Aim: To evaluate whether OSPS is associated with changes in renal function.
Methods: A chart review performed on 311 patients who had colonoscopy at the James J. Peters VA Medical Centre prepared with either OSPS (n = 157) or polyethylene glycol (PEG) (n = 154). Patients had a baseline serum creatinine <or=1.5 mg/dL. Effect of bowel preparation on the renal function was evaluated by measuring the absolute change in levels of serum creatinine and the proportion of patients who developed a 50% or more increase above their baseline serum creatinine value.

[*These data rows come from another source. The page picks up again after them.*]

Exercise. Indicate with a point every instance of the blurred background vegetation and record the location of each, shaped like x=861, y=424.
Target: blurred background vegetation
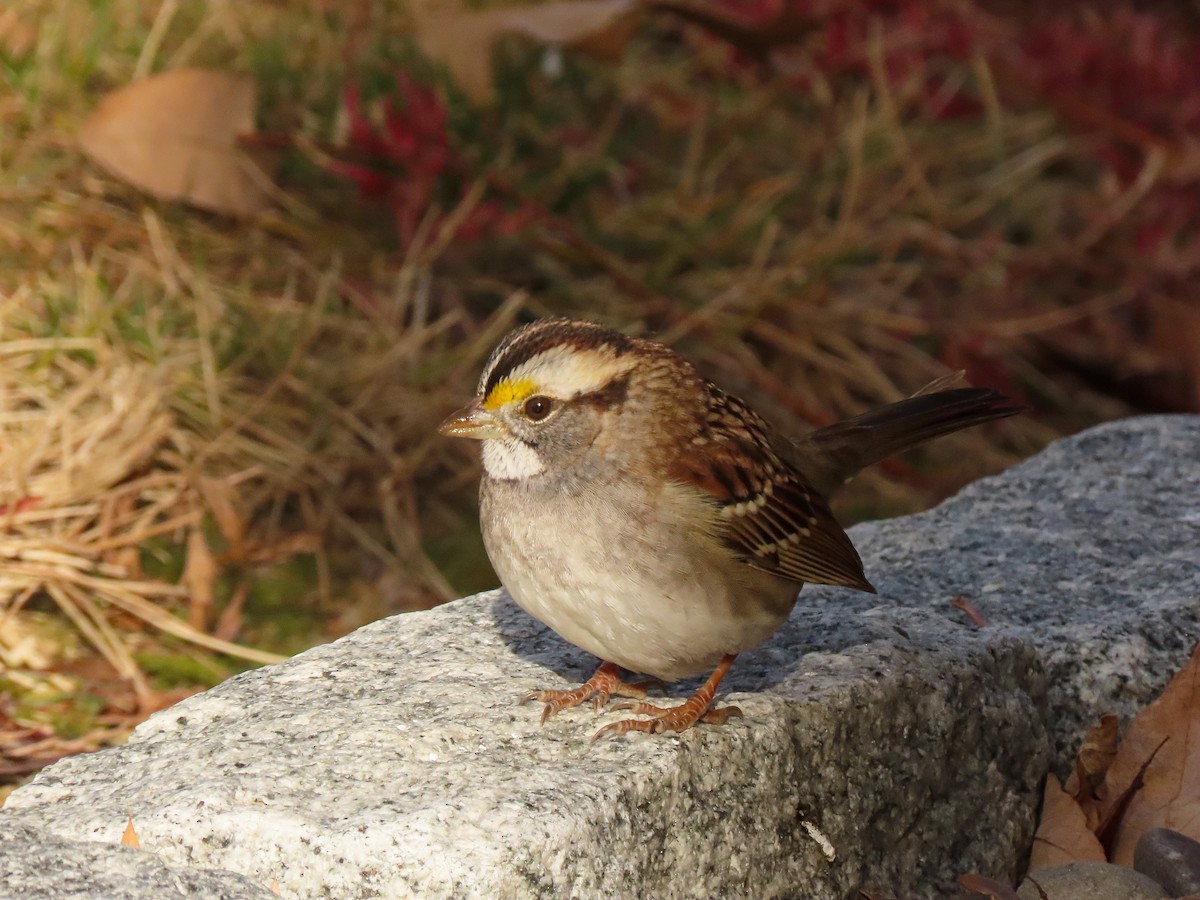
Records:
x=216, y=420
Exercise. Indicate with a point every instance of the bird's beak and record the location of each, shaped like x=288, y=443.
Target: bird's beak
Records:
x=472, y=421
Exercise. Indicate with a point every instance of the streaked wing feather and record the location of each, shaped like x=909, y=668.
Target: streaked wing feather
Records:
x=773, y=516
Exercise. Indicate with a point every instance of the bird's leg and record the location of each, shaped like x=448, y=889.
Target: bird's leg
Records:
x=599, y=689
x=697, y=708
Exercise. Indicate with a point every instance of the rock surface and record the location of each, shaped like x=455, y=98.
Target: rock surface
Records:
x=1090, y=881
x=39, y=865
x=394, y=762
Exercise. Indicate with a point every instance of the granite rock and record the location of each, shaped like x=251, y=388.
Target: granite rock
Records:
x=36, y=864
x=395, y=762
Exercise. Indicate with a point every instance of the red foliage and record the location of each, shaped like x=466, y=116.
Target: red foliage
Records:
x=409, y=165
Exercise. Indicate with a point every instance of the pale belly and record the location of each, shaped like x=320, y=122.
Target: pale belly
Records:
x=669, y=607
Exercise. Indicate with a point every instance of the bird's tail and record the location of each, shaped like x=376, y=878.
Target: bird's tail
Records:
x=833, y=455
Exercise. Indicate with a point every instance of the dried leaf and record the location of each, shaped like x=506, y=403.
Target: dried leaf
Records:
x=175, y=136
x=961, y=603
x=221, y=498
x=1096, y=754
x=988, y=887
x=463, y=40
x=229, y=624
x=16, y=37
x=750, y=31
x=1063, y=835
x=1167, y=735
x=130, y=839
x=199, y=577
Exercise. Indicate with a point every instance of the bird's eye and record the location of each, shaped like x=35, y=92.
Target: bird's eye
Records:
x=538, y=408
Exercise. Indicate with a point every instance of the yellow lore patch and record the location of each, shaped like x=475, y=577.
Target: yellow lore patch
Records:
x=509, y=390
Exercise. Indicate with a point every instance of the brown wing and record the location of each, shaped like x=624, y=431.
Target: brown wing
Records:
x=774, y=517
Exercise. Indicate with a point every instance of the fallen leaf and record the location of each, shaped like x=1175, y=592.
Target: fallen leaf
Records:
x=961, y=603
x=463, y=41
x=988, y=887
x=16, y=37
x=175, y=136
x=1168, y=735
x=1063, y=835
x=231, y=621
x=754, y=33
x=199, y=577
x=221, y=498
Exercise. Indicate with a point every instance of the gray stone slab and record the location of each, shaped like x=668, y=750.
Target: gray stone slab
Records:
x=395, y=763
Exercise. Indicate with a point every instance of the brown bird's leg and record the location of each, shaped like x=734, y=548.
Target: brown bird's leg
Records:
x=599, y=689
x=697, y=708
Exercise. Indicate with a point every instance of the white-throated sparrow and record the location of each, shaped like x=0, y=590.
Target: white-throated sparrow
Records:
x=655, y=521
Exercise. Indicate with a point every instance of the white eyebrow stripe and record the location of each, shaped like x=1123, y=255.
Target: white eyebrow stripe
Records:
x=568, y=371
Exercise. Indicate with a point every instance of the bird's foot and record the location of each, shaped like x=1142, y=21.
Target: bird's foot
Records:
x=697, y=708
x=679, y=718
x=599, y=689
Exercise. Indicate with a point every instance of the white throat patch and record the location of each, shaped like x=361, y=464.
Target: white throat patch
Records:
x=510, y=460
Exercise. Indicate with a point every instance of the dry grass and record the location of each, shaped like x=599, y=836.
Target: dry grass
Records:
x=192, y=408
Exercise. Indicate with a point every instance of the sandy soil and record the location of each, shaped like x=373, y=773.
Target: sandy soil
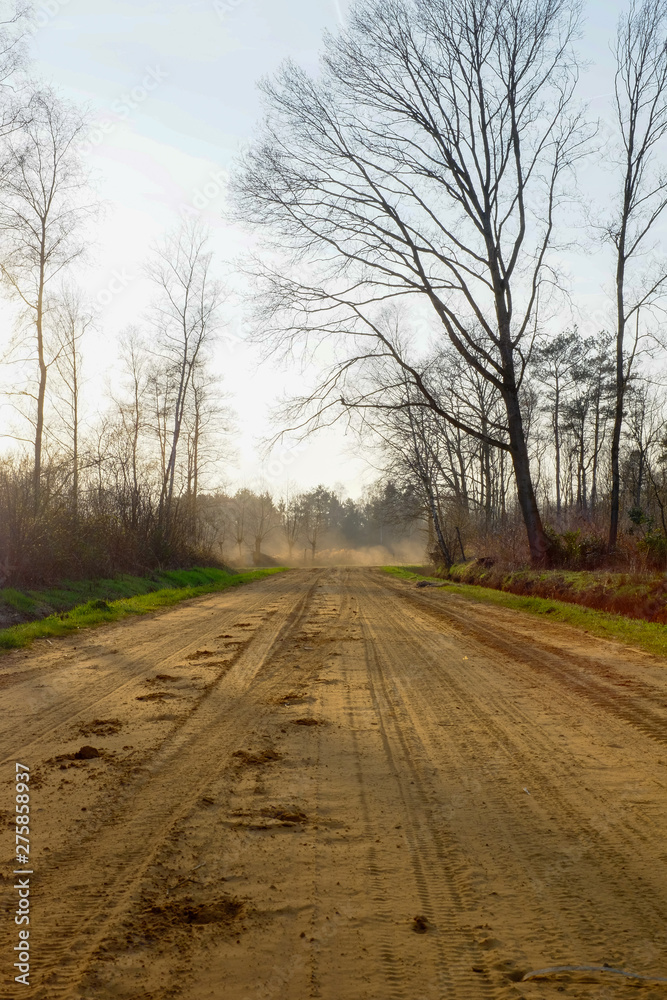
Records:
x=332, y=784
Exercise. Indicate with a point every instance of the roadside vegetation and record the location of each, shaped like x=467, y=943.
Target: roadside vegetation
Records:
x=110, y=600
x=649, y=636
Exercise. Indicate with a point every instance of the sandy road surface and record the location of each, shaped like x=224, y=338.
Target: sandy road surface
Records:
x=331, y=784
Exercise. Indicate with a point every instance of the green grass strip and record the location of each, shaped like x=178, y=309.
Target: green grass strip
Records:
x=99, y=612
x=649, y=636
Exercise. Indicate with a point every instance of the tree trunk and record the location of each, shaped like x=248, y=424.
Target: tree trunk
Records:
x=41, y=391
x=524, y=485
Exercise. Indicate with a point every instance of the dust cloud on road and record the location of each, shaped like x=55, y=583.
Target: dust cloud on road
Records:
x=331, y=784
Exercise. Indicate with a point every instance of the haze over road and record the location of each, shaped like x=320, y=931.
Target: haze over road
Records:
x=331, y=784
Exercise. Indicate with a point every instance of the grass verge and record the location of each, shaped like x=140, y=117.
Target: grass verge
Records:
x=649, y=636
x=177, y=585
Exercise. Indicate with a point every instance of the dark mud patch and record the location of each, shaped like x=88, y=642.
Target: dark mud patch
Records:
x=77, y=758
x=256, y=757
x=290, y=817
x=224, y=912
x=156, y=696
x=293, y=698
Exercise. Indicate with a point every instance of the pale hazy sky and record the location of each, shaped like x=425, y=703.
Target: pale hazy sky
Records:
x=172, y=89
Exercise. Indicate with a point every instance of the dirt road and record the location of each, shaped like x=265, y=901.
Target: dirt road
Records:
x=332, y=784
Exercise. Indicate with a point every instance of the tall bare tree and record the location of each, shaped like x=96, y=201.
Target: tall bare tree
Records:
x=641, y=109
x=70, y=322
x=429, y=162
x=185, y=320
x=41, y=216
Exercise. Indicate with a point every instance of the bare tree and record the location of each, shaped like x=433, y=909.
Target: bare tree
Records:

Results: Oral sodium phosphate solution resulted in a slight increase in serum creatinine from 1.0 +/- 0.02 to 1.1 +/- 0.02 mg/dL (P = 0.07) and PEG resulted in a small decrease in serum creatinine from 1.1 +/- 0.02 to 1.0 +/- 0.03 mg/dL (P = 0.03). The absolute change in serum creatinine was slightly higher with OSPS than with PEG (0.04 +/- 0.02 vs. -0.05 +/- 0.02 mg/dL; P = 0.005). However, the proportion of patients who had a >or=50% increase above their baseline creatinine was similar (OSPS vs. PEG, 5% vs. 3%, P = 0.77).
Conclusions: Oral sodium phosphate solution was associated with a slight increase in serum creatinine, which was not clinically significant. Renal toxicity from OSPS appears to be minimal when used in patients with serum creatinine value <1.5 mg/dL.